Notes from the Counter-Inauguration
Many of our members joined in the Women’s Marches for America on January 21st – some in Boston and some in Harwich and Falmouth on Cape Cod. As a church, we do not endorse any political party or position, but we do endorse the words from the UCC: “Be the church. Protect the environment. Care for the poor. Forgive often. Reject racism. Fight for the powerless. Share earthly and spiritual resources. Embrace diversity. Love God.” In support of this stance, one of our members filed this report from the Women’s March in Falmouth:
I knew I couldn’t watch the inauguration last Friday. The new president had already trashed many of the values to which I am committed. I decided instead to wait until Saturday and join the Woman’s March in Falmouth.
The several hundred people who gathered on the Falmouth Green were a diverse lot: male and female, young and old, pink-hatted and bare-headed, bearded and clean-shaven, sign-toting and empty-handed, babes in arms and seniors with walkers. The rally opened and closed with guitar-led songs recalling protests past. In between, speakers gave their views on the transition taking place in the Nation’s capitol.
Dr. Philip Duffy, executive director and president of the Woods Hole Research Center, drew applause when he spoke of the importance of science in addressing such challenges as global warming. Select-woman Megan English Braga urged the audience to reach out to Trump supporters and bring them on board. Congressman Bill Keating made an impassioned plea for resisting the new president’s assault on health care and for keeping the nation’s population inclusive.
Commenting on similar rallies in Washington and across the country, New York Times reporters Susan Chira and Yamiche Alcindor put the Falmouth experience into larger perspective. “On successive days, two parallel and separate Americas were on display.” they wrote. President Trump’s inaugural message was keyed to “an ailing society he would restore to greatness.“ “Then,” they continued, “on Saturday in what amounted to a counter-inauguration, the speakers, performers, and marchers proclaimed allegiance to a profoundly different vision of the nation.”
Some commentators were dismissive of the counter-inauguration as lacking staying power and political heft. “People march and feel good and think they have accomplished something,” remarked pundit David Brooks. “They fool themselves into thinking they are members of a coherent and demanding community. Such movements descend to the language of mass therapy.”

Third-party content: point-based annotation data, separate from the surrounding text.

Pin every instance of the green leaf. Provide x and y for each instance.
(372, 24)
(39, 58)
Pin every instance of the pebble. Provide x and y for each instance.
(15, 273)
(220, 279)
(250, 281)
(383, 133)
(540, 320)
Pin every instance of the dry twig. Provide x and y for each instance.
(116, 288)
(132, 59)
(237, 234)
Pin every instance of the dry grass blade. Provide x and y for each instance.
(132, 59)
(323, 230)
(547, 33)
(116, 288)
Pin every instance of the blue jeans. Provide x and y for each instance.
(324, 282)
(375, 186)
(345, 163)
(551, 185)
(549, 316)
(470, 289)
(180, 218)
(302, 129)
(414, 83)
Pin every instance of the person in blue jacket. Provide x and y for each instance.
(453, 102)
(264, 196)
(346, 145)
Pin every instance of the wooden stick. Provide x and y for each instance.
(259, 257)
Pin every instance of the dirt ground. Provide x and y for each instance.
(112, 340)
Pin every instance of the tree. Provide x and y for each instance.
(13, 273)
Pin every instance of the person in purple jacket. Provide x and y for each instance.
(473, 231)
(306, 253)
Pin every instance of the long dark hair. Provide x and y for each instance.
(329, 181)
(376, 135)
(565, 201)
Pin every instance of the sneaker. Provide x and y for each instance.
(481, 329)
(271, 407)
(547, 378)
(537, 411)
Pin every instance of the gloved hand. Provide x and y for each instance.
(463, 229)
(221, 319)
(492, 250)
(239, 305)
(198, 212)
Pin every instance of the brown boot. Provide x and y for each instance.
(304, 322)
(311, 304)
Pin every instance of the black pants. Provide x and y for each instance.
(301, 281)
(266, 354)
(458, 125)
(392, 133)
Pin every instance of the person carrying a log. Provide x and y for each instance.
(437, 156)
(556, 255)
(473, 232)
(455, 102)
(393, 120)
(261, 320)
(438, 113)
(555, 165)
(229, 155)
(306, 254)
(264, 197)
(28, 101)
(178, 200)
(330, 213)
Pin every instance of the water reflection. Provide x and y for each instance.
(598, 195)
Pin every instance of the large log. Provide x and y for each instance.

But time may well prove Brooks to be wrong. Today the stakes are higher, the targets more sweeping, the animus more mischievous. As one of the Falmouth speakers said, the incoming administration has done the opposition a favor by the frontal nature of its assault on fundamental American values.
Perhaps the hope expressed on my home-made sign for the Falmouth rally – “Activism beats cynicism” – has a chance of being borne out over time. Indeed if, Saturday’s energy crystallizes into broad-based engagement and informed political action, Saturday may come to replace Friday as the real inauguration.